Daily refactor (30-60 min): at the start or end of each working day - you review code generated that day. You don't rewrite it. You ask: is this understandable? Is debt accumulating? Does anything need explaining?

Weekly refactor (2-4h): once a week - a deeper review. Analysis of dependencies, technical debt, architectural coherence with the growing codebase.

Without that rhythm the project looks like... a mess after a month. Every task was local. Nobody was looking at the whole.

One more challenge with longer projects: managing model context. The context window has its limits - the model "forgets" project history between sessions. That's exactly why the process model and architecture from Steps 1 and 2 matter so much. They are your project memory, which you can hand to the model as context at the start of each session.

Honest caveats

This model worked for me. Four times. That doesn't mean "it always works."

What did those projects have in common? Small to medium scale - one developer or a small group. Duration from a few weeks to a few months. Web and scripting technologies, no regulatory security requirements. That context matters before you decide whether this model fits your situation.

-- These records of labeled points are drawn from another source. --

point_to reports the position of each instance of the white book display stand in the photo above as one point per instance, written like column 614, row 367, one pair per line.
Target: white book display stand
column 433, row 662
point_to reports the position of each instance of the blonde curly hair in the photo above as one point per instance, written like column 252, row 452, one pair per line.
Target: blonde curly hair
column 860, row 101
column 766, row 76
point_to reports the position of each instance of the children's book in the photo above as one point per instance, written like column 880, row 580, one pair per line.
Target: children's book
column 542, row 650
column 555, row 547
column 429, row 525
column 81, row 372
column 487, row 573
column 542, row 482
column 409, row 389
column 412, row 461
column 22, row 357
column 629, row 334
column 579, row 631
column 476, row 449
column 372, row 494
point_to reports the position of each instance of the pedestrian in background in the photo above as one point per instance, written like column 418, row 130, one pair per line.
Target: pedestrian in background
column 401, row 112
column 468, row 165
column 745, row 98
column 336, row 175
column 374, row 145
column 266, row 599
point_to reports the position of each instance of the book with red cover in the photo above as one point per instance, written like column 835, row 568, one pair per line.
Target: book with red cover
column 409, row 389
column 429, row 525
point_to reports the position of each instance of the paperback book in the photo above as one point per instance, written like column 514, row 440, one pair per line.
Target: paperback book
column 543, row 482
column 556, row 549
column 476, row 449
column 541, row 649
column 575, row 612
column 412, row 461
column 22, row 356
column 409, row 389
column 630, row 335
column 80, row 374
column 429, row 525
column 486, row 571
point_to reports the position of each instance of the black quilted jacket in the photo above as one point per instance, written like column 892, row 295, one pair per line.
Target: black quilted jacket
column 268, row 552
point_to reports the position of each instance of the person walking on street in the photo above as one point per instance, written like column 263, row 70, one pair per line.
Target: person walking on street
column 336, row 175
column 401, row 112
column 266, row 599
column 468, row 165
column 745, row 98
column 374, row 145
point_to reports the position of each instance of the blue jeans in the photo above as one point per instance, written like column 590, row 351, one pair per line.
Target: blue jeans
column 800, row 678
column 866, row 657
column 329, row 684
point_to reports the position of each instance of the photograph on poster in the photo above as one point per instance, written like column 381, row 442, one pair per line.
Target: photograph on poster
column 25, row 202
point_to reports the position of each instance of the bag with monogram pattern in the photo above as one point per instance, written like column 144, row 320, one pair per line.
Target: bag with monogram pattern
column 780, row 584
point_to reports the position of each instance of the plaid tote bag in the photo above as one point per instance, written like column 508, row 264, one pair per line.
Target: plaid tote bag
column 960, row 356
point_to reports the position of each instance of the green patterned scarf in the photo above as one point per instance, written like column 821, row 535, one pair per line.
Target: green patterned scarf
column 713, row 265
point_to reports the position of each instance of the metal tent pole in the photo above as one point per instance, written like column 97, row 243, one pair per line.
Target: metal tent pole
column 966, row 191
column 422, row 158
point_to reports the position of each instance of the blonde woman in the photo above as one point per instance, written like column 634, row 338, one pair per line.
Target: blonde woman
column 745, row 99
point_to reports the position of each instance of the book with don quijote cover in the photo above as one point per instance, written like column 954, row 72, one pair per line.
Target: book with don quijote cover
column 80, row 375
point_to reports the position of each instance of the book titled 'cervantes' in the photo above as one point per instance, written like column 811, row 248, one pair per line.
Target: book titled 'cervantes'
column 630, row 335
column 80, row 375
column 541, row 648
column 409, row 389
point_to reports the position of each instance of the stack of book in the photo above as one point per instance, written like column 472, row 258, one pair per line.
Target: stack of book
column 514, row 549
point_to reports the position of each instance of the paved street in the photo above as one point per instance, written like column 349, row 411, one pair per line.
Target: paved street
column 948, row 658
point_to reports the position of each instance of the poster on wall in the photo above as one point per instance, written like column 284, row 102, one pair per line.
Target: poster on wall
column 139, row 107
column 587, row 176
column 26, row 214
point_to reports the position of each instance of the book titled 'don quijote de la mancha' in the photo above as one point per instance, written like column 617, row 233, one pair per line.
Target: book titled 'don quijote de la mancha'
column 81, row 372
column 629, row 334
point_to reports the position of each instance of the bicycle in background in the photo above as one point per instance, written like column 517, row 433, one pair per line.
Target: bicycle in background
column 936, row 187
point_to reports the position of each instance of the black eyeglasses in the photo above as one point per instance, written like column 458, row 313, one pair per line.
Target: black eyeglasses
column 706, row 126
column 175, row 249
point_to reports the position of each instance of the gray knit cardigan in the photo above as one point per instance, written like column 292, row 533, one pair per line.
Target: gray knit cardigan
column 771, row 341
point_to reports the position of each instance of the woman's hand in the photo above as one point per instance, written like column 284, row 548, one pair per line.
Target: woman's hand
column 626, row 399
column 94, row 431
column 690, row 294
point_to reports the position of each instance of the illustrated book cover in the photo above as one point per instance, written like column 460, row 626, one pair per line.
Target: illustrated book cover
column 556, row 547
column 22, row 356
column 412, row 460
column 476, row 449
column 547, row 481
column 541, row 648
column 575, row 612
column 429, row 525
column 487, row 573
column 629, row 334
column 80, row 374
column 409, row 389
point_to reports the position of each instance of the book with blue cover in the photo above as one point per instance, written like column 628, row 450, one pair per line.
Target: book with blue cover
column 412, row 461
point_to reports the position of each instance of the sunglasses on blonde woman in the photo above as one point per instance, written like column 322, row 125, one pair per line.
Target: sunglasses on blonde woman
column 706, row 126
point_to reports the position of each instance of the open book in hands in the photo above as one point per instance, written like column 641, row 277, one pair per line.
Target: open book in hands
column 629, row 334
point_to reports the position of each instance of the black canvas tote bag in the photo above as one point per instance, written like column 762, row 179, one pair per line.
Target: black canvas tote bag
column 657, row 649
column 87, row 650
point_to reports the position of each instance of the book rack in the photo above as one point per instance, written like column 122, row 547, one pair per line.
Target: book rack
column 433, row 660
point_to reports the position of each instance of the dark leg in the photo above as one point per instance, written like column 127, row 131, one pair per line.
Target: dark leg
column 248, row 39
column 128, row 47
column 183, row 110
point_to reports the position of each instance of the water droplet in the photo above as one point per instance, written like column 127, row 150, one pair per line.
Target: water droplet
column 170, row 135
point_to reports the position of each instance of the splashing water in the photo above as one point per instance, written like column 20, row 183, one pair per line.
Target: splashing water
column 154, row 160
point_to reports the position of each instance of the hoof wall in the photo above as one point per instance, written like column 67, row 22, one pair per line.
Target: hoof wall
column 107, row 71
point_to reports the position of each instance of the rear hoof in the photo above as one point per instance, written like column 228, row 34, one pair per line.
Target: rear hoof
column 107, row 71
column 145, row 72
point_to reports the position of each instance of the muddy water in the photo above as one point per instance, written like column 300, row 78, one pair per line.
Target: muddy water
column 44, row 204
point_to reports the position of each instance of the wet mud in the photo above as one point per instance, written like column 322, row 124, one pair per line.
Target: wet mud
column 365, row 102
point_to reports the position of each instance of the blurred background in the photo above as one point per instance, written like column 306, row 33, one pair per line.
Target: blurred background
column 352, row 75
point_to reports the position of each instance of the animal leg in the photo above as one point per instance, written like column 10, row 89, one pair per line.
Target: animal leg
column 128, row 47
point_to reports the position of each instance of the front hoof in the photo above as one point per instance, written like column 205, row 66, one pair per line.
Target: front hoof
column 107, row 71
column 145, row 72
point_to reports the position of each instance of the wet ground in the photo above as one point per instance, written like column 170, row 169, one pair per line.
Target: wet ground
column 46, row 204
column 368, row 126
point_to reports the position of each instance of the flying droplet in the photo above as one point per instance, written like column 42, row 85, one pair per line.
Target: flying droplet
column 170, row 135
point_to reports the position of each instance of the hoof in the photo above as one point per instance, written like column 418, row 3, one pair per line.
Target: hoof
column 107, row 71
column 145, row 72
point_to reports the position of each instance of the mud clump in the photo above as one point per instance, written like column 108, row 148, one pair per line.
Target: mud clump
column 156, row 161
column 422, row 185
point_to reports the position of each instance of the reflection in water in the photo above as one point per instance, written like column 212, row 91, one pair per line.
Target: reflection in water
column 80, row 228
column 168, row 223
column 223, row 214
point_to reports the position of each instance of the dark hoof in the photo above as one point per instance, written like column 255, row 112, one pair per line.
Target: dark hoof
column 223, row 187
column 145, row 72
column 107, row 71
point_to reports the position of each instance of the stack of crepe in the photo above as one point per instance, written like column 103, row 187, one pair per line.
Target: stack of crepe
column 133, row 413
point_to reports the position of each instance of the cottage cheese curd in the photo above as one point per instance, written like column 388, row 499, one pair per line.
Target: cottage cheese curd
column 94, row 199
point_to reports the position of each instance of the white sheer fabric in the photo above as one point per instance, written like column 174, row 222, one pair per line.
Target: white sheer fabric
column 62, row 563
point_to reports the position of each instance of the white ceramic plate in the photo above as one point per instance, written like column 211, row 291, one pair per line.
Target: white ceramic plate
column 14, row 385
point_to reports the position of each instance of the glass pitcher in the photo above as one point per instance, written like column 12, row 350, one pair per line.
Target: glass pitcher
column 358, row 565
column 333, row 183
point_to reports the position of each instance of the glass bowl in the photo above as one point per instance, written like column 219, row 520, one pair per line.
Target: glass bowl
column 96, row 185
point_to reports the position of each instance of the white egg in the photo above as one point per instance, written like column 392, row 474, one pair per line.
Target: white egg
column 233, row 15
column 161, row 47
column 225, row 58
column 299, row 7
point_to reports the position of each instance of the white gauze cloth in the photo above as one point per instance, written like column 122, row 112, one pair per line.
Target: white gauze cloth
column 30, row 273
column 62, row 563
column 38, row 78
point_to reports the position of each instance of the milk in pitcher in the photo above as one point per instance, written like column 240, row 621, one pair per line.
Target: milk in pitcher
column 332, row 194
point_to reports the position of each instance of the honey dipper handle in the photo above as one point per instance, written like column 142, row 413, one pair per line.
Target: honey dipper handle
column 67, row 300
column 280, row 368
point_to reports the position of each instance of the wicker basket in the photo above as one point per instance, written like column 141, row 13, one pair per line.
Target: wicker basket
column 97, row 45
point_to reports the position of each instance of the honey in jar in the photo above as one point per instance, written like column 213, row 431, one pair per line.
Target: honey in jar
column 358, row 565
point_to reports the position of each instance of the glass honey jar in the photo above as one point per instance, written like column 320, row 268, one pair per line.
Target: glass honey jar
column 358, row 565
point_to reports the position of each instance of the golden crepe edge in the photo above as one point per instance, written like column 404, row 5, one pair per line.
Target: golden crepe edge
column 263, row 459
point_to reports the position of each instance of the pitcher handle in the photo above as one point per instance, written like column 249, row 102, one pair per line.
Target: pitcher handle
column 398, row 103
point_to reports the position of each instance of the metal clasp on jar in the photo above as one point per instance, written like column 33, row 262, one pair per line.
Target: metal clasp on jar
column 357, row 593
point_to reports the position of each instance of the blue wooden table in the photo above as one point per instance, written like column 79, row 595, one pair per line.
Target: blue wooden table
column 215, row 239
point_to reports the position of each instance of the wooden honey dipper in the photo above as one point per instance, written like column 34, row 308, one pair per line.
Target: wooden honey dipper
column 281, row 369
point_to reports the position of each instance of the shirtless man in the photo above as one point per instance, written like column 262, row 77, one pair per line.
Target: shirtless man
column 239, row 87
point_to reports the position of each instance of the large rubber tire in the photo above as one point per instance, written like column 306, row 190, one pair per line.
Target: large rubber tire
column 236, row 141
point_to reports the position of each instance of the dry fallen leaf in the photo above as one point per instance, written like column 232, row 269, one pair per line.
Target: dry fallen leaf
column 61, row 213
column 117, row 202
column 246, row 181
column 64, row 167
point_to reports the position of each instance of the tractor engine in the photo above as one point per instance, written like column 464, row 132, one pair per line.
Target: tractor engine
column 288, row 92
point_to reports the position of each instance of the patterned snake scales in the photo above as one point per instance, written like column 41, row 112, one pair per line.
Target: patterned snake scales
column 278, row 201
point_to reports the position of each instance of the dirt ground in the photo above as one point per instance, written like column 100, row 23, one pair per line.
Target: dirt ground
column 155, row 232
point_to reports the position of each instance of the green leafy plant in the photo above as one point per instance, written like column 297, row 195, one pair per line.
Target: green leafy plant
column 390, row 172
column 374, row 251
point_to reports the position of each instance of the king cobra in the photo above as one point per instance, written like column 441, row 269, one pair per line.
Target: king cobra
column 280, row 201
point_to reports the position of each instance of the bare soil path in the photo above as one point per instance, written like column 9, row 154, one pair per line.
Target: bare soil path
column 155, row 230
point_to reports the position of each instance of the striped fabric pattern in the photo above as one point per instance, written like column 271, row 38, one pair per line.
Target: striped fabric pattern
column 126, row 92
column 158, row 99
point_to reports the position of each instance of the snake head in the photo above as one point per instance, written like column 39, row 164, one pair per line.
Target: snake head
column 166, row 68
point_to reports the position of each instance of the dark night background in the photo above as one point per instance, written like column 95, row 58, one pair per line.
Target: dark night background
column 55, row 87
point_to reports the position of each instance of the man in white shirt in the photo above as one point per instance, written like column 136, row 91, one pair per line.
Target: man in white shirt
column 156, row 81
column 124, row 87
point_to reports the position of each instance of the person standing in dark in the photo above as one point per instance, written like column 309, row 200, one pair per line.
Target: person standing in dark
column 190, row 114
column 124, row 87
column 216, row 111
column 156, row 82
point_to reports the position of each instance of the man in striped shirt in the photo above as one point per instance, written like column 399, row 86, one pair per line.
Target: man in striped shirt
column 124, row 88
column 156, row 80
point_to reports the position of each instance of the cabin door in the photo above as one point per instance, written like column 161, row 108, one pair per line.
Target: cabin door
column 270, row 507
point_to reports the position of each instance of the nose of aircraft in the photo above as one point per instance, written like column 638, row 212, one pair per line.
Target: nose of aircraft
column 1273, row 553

What limits it? Larger projects with multi-person teams - there you need more than an hour of preparation and daily refactoring. Legacy systems with years of technical debt - there AI will generate code that collides with things you haven't described in the process model, because you don't fully know them yourself. Critical systems with regulatory requirements - there the quality strategy needs to go much deeper.

"It worked for me four times" is not "the one right path." It's a starting point for your own reflection.

The price of success - a paradox I didn't see coming

I have to say something personal here.

I'm not a developer. Every now and then I'd sit down to build "something" - Arduino for home automation, a data export script, a tool that does exactly one small thing exactly the way I want it. Always rough, raw, no architecture. With comments like "this works, don't know why, don't touch." With functions named "helper2_final_definitive_v3."

Since I've had Codex and Claude Code - that changed. I describe what I want, the model writes. The project comes out good. Really good. Better than anything I wrote myself.

And that's exactly the problem.

I stopped writing. I stopped learning. I lost my hobby.

Writing code was mental exercise for me. Problem - hypothesis - error - solution. A loop that taught. AI shortened that loop to zero. I don't have to understand the problem. I just have to describe it.

This is a question that goes beyond AI delivery. When a tool is so good that it automates not just the task but also the learning process that went with doing that task badly - what do you lose?

I don't have a definitive answer. I'm a coach, so naturally I'll end with a question.

Do you have something AI can't take from you - because the value is precisely in doing it yourself, even messily? And have you checked lately whether that thing is still yours?

And if you're starting an AI project tomorrow - where are you starting? Architecture, DoD... or do you just write a prompt and see what comes out?